Zdaniem prezydenta "niebezpiecznym" jest gromadzenie ludzi pod hasłem "sfałszowano wybory". - To jest próba robienia polityki partyjnej kosztem wiarygodności polskiej demokracji - mówił Bronisław Komorowski w Radiu ZET.
Przekonywał przy tym, że jest to oryginalny pomysł, "aby sugerując, że jest zagrożona polska demokracja, z tej demokracji w pełni korzystać".
- Sam fakt tej demonstracji jest dowodem na to, że demokracja ma się nie najgorzej - podkreślił.
Przekonywał też, że "na tym polegają manowce demokracji, że każdy może tworzyć mity".

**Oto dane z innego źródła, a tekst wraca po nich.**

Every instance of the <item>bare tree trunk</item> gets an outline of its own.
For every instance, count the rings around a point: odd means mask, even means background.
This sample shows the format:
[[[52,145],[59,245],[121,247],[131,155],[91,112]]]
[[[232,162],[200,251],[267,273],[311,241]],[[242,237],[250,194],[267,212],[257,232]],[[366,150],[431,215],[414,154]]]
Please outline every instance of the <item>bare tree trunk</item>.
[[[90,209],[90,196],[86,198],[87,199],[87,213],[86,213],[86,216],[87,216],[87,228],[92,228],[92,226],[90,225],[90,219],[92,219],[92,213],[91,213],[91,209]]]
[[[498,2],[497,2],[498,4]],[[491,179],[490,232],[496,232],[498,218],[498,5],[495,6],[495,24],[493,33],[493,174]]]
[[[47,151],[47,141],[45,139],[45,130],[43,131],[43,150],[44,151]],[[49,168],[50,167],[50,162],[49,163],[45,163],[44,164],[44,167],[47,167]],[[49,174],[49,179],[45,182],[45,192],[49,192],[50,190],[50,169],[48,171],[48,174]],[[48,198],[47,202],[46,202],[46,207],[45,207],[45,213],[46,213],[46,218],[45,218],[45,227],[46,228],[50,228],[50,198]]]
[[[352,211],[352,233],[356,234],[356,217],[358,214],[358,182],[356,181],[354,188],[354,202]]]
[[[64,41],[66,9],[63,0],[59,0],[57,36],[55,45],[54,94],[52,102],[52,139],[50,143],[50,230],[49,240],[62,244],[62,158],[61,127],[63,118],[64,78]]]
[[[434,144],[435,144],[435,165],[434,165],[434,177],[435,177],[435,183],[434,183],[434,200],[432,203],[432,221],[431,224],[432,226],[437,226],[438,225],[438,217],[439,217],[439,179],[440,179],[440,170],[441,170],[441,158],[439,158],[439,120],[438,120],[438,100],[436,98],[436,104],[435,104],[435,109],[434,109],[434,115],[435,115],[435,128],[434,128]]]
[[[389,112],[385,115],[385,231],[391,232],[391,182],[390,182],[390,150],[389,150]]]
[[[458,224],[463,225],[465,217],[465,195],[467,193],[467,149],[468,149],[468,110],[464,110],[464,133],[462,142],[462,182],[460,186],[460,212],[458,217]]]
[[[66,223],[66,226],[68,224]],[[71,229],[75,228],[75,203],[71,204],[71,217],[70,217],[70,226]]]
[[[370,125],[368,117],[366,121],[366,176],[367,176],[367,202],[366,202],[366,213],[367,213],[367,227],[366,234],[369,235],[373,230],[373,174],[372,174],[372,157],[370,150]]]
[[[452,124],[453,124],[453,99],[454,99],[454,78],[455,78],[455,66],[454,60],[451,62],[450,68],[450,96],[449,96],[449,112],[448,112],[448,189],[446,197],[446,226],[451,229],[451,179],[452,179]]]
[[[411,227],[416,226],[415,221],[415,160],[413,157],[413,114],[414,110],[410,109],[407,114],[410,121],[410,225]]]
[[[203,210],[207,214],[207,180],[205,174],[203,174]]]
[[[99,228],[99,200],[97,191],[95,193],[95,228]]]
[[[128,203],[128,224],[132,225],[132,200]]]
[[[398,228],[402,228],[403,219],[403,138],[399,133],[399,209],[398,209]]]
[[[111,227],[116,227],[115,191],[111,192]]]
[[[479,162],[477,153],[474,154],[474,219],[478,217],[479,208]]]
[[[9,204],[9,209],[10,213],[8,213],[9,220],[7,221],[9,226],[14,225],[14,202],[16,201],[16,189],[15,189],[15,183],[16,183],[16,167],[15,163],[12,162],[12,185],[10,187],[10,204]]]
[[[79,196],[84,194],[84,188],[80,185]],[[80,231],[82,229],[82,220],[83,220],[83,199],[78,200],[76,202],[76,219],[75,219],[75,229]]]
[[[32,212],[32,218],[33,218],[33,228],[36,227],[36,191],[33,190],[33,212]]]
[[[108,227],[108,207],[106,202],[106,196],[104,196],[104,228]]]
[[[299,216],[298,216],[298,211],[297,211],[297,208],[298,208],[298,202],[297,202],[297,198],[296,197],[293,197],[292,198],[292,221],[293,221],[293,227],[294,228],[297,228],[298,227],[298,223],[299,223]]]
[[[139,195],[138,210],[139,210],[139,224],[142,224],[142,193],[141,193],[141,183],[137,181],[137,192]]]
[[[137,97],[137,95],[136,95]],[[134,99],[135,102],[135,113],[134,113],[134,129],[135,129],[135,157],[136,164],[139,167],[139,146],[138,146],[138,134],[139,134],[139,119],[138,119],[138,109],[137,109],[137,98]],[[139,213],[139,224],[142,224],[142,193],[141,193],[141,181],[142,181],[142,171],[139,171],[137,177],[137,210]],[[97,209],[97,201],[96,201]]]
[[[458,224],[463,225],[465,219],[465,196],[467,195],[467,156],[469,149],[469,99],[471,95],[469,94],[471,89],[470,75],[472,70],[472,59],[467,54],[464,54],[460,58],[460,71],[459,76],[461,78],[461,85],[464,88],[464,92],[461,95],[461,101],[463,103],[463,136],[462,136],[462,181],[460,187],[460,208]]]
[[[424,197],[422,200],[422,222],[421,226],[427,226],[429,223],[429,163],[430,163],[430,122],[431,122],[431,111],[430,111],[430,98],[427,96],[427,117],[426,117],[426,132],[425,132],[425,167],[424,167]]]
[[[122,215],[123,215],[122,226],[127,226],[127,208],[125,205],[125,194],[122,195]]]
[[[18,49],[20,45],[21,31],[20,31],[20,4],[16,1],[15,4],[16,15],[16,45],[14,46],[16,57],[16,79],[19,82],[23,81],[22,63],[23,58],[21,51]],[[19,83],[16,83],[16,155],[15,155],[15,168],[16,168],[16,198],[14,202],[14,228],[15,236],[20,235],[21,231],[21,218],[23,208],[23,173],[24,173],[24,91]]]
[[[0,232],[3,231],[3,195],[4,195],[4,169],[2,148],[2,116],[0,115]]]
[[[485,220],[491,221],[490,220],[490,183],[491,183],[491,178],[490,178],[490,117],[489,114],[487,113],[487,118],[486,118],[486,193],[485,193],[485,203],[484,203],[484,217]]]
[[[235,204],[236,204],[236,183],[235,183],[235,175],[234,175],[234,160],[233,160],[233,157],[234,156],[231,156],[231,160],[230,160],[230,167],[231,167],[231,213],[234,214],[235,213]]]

"Nie było następnego Majdanu"
Kiedy z kolei Monika Olejnik przypomniała, że politycy PO mówili, że Jarosław Kaczyński chce "podpalić Polskę", to Bronisław Komorowski przyznał, że nic z tych przypuszczeń nie wyszło - "nie było następnego Majdanu", jak skwitował.
Prezydent ocenił też, że pomysły unieważnienia wyborów i wymiany komisji wyborczej w trakcie wyborów to "widzenie świata obok rzeczywistości".